Our careers have to be 'high-powered,' our husbands must be pedigree, the housework must be done while the baby is fed and reared trilingual.
And if one of the boxes isn't checked, we must have some sort of plausible and compelling argument for why we have let the side down.
Sometimes... very often, in fact, this just isn't real life.
Either very tough choices have to be made, between key components of the 'having it all' dream, or peace has to be reached with whichever combination of life factors befall us by circumstance and luck.
Scotland's First Minister Nicola Sturgeon illustrated this eloquently and honestly in a piece written for the Sunday Times this weekend.
It is to be revealed in a new book that Nicola suffered a miscarriage at 40-years-old, while she was Deputy First Minister, and speaks of handling a very personal grief while also maintaining the professionalism required of a demanding job.
In the piece, which accompanied an extract for a new book by Mandy Rhodes, she said:
'There are many reasons why women don't have children. Some of us simply don't want to, some of us worry about the impact on our career - and there is still so much to do, through better childcare, more progressive working practices and more enlightened attitudes, to make sure women don't feel we have to choose. And sometimes, for whatever reason, having a baby just doesn't happen, no matter how much we might want it.'
Nicola mused on the idea of whether she would have made different choices if she could go back, giving a sense of, if not regret, perhaps a melancholy nostalgia for a slightly different set of circumstances, which felt refreshingly honest.
Considering whether she could have successfully built her family while committing to the post of First Minister, she suggested she wasn't sure.
Speaking of her reasons for revealing the miscarriage, she said: 'the point is that judgments and assumptions shouldn't be made about what are personal choices and experiences.

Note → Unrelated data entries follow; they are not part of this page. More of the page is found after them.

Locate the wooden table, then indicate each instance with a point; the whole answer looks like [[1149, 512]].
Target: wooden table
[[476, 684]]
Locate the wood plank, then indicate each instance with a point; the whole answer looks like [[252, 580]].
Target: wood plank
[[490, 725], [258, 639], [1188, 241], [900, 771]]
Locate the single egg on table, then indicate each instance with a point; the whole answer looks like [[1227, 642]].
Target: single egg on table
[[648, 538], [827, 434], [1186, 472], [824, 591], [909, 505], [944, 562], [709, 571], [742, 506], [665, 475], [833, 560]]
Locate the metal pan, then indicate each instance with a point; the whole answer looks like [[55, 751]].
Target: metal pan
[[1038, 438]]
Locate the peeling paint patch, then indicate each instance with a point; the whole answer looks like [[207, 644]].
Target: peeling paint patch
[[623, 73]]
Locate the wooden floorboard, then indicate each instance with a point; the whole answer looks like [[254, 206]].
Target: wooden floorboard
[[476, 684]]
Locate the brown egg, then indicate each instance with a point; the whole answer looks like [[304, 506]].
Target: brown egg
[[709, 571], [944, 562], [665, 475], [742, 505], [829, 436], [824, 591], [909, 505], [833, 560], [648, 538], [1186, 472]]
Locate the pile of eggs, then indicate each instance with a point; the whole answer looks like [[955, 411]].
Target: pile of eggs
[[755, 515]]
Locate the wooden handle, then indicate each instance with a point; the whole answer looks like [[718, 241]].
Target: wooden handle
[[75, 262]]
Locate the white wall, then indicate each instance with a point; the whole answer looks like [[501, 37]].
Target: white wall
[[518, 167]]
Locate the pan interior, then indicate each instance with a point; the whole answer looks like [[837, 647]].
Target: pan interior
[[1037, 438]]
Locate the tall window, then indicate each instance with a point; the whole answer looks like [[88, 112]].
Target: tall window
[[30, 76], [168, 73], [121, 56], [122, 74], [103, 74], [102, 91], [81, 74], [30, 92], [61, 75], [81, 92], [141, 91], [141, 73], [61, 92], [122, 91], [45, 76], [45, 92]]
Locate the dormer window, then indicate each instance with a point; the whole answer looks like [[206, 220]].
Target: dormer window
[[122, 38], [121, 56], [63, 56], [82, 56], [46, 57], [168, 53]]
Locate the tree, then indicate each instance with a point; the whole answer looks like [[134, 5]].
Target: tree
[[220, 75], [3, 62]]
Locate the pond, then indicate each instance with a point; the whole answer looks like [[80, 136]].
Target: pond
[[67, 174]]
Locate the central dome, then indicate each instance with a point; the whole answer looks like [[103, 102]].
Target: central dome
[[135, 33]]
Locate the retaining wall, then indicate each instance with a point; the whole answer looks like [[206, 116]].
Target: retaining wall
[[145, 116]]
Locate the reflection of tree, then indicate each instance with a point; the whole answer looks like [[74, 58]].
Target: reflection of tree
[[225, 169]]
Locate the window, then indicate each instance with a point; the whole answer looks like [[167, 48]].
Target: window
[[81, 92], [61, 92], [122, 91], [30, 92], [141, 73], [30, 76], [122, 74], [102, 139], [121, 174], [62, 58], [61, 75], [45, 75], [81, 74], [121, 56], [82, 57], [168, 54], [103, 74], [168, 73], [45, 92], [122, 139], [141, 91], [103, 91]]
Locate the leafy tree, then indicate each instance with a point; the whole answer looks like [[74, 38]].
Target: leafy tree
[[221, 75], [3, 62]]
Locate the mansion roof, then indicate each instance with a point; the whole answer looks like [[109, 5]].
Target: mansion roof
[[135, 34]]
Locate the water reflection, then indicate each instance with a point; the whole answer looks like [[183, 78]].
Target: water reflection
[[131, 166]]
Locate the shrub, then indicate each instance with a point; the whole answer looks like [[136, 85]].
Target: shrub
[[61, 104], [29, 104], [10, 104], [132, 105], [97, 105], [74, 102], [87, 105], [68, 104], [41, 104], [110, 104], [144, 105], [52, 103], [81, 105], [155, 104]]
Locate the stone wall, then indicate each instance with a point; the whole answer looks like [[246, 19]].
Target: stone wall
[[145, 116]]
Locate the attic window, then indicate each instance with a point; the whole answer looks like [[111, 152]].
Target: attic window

'I gave [Mandy Rhodes] the go ahead to make reference to it now in the hope that it might challenge some of the assumptions and judgements that are still made about women - especially in politics - who don't have children.'
She's right to reference politics in particular. There seems to be a pointed social stigma around childless politicians. As if their lack of family denotes some sort of untrustworthiness, like we can only put stock in someone that follows traditional behaviour patterns. We're all too slow to consider that it might be a sign they're extra-committed to the job at hand, rather than the job at home.
Either way, bravo Nicola Sturgeon, for the world needs more politicians who choose honesty over obfuscation.